Hallo, Ihr Lieben,
Mit der Neurochirurgin, die bereits 2011 gemeinsam mit dem damaligen Chefarzt zeitgleich zwei Tumoren aus meinem Kopf entfernte, sprach ich am Donnerstag fast eine Stunde lang.
Ja, der Tumor wächst, ja, man könnte operieren und ja, das Sehen (links nach wie vor unverändert supergut) würde erhalten bleiben.

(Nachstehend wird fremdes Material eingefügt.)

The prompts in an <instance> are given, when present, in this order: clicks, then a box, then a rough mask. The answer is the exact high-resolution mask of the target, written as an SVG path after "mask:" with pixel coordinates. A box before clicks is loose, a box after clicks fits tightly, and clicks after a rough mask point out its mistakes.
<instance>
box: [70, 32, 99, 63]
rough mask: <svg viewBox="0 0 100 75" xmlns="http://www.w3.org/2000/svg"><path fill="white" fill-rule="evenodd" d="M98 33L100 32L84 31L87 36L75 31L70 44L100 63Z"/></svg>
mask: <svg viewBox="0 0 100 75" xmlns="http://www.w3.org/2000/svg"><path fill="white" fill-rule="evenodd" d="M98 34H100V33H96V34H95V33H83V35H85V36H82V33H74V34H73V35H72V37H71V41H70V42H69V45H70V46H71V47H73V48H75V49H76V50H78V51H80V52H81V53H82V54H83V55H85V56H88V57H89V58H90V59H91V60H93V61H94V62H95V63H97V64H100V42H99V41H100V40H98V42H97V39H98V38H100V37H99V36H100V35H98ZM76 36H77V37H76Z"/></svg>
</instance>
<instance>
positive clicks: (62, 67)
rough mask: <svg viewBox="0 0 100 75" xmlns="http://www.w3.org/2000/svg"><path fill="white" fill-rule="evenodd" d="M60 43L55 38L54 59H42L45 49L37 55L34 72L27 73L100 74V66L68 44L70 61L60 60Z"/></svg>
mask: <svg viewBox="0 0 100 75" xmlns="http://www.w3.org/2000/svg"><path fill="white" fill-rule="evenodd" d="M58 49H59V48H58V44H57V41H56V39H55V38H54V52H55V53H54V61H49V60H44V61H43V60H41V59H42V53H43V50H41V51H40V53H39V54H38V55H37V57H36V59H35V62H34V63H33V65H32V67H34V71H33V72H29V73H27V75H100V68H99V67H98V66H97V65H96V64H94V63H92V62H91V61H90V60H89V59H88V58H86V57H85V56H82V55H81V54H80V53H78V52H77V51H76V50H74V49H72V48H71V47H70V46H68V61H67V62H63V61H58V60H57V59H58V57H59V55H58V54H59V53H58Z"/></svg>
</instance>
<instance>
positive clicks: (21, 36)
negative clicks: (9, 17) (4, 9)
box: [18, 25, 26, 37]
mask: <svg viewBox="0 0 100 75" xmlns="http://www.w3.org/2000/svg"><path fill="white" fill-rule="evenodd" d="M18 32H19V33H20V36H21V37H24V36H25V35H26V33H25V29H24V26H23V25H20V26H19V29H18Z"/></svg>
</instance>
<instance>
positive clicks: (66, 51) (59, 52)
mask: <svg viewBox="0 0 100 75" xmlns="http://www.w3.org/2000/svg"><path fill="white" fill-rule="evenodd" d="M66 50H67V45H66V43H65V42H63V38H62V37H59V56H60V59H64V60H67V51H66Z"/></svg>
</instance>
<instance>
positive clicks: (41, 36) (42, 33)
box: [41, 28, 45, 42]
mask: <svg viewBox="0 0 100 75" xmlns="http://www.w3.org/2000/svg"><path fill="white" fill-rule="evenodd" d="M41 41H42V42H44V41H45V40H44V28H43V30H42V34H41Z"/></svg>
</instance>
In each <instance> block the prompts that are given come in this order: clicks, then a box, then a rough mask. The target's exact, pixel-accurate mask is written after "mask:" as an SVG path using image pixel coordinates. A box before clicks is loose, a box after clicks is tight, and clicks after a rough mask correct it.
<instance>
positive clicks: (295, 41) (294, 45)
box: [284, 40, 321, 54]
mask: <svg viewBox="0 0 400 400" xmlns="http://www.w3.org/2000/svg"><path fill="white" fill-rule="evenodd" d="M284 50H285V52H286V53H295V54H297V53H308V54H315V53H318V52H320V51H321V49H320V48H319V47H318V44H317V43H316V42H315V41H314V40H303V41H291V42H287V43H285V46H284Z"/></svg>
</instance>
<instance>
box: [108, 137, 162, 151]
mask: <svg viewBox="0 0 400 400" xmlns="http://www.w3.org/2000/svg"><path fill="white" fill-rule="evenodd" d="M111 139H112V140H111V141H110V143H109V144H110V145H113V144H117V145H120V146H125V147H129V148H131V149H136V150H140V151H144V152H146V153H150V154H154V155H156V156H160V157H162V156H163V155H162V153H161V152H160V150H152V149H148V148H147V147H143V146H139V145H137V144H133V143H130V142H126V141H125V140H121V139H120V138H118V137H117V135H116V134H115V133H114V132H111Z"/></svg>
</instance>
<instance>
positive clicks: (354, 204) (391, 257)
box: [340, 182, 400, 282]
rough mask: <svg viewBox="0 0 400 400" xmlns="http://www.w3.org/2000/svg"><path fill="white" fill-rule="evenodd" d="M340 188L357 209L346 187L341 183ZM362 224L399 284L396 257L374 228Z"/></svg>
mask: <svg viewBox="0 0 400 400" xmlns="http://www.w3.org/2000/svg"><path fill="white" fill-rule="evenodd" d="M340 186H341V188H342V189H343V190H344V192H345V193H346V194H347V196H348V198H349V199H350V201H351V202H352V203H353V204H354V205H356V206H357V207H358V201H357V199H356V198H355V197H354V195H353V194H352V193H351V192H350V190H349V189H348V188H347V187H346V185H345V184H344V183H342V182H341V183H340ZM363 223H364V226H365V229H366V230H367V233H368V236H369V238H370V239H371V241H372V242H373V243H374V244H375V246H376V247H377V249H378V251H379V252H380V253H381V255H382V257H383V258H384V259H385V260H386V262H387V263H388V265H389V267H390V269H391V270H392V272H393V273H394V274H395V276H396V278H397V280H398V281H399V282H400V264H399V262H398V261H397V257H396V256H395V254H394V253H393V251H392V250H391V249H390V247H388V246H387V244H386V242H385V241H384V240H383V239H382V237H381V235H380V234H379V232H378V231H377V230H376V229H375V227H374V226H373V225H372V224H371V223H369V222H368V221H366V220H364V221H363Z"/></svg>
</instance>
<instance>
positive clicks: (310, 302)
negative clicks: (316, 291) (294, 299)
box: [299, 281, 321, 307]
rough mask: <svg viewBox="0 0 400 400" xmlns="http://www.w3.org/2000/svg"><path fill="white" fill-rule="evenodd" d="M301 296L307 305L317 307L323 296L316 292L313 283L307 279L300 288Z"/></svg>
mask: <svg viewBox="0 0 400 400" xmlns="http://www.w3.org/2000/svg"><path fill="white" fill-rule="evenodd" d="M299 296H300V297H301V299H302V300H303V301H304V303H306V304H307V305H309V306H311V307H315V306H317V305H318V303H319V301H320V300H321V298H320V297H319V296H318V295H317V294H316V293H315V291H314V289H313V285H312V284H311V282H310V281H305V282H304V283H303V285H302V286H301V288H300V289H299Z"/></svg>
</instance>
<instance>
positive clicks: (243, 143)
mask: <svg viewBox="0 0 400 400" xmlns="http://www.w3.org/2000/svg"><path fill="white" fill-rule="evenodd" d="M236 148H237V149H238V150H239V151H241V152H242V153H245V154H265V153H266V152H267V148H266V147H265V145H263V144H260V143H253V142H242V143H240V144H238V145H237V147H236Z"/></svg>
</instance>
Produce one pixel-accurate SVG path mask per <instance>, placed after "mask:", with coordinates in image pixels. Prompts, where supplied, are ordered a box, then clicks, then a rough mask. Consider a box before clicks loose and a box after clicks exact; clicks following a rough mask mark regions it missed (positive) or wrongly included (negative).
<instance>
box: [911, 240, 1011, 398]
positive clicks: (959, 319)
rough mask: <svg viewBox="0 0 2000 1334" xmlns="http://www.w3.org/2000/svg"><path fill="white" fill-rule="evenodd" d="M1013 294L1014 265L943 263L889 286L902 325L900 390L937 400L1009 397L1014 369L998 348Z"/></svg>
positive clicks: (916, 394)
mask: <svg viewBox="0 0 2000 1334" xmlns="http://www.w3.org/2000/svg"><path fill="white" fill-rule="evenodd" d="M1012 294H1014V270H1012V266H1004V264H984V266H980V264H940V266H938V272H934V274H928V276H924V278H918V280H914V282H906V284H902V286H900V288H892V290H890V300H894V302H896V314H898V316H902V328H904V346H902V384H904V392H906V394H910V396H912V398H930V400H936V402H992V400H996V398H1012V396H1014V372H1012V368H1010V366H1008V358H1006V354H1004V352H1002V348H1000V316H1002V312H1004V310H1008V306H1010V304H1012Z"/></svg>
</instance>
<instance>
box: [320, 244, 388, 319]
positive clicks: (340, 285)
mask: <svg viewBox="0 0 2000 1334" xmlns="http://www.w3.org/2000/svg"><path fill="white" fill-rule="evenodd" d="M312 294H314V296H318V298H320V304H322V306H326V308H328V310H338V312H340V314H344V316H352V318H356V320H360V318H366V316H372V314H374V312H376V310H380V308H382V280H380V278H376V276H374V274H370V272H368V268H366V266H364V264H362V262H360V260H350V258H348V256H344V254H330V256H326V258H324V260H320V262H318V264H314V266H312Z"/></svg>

Und nein, es gibt keinen risikofreien OP-Zugang und nein, eine Wundheilungsstörung wäre mir sicher (NC: "Die Haut verzeiht nicht.") und nein, mein für mich gerade noch akzeptabler Allgemeinzustand würde nicht so erhalten bleiben und vor allem nein, man könnte wieder nur einen Teil des Tumors entfernen und sein weiteres Wachstum wäre nicht gestoppt.
Über eine Chemotherapie sprachen wir auch. Aber die, die es geben würde (Bevacizumab), würde mehr Schaden als Nutzen bringen. Sofort, weil es eine Chemotherapie ist, und auf Dauer, weil es die Chemotherapie ist, die bei Glioblastompatienten als letztes Mittel in Frage kommt, weil sie zwar für einige oder viele Monate Gutes bewirken würde, aber mit höherer Wahrscheinlichkeit Organschäden verursacht. Ich habe das so formuliert und die Ärztin nickte.
Also lassen wir der Natur ihren Lauf?
Wir verblieben ohne eine endgültige Entscheidung. Ich hatte mir das auch so vorgenommen, dass nicht eine Person das allein entscheiden soll. Die Oberärztin wollte zunächst mit dem (neuen) Chefarzt sprechen und die Tumorkonferenz sollte am Dienstag auch mein Problem besprechen. Sie würde mich anrufen ...
Ich sprach danach noch mit dem Chefarzt der Radioonkologie. Dass keine Bestrahlung in diesem Bereich und vermutlich gar nicht mehr sinnvoll ist, das war uns beiden ja klar. Dass eine Operation meinen momentan "klinisch guten" Zustand eher verschlechtern würde und mehr Risiken als Nutzen hätte, darüber waren wir uns auch einig. Ihm sagte ich, dass ich froh wäre, sehr gut sehen zu können und dass meine geistigen Fähigkeiten noch völlig in Ordnung seien. Das ist mir wichtig. Und so sah er das auch.
Irgendwie fiel nach diesen beiden Gesprächen eine Last von mir ab. Es waren ja nicht nur die Gespräche vorbei, sondern trotz noch fehlender endgültiger Entscheidung auch diese Ungewissheit oder die Gedanken an OP, Krankenhaus, was danach, lauter Einzelheiten, die ich ja zur Genüge kenne, obwohl ich dieses Krankenhaus und die Neurochirurgische Station immer als sehr "angenehm" empfand. Die sind einfach gut dort!
Ich bin an den nahen See gegangen ...
Im Nachbarort habe ich (nach Monaten) wieder in einem Restaurant draußen "gespeist" und es so sehr genossen, herrlich ...
Ich empfand es als einen guten Tag, einen Tag zum Vorwärtsschauen.
Heute rief mich meine Neurochirurgin an. Der Chefarzt hat sich alles angesehen und entschieden, dass nicht operiert wird. Das muss sich auch die Tumorkonferenz nicht mehr ansehen. Der Strahlenchefarzt sagt sowieso aus seiner Sicht, dass er nicht bestrahlen kann. Die Onkologen hatten schon 2016 Bevacizumab als Mittel erwähnt, aber klar abgelehnt. In vier bis sechs Monaten soll ich mit einem aktuellen MRT kommen und den Augenarzt regelmäßig draufschauen lassen.
Also ist es so: Wir lassen der Natur ihren Lauf.
Das geht bestimmt noch sehr sehr lange gut.
Jedem meiner drei Kinder habe ich es am Telefon erklärt. Sie hatten ja mit mir gehofft, das man noch etwas tun kann. So wie immer. Die Mama ist immer wieder da, auch wenn es schwer war oder lange dauerte. Sie war doch immer wieder da. Und nun musste ich ihnen erklären, warum es besser ist, nichts zu tun.
Drei Kinder, drei liebe Partner dazu, fünf Enkelkinder ... ich werde sie noch lange genießen und hoffentlich kann ich sie auch bald wieder in die Arme nehmen.
Als "Fortsetzung folgt" also: Ich lasse der Natur ihren Lauf ... und bleibe Euch erhalten, noch sehr lange.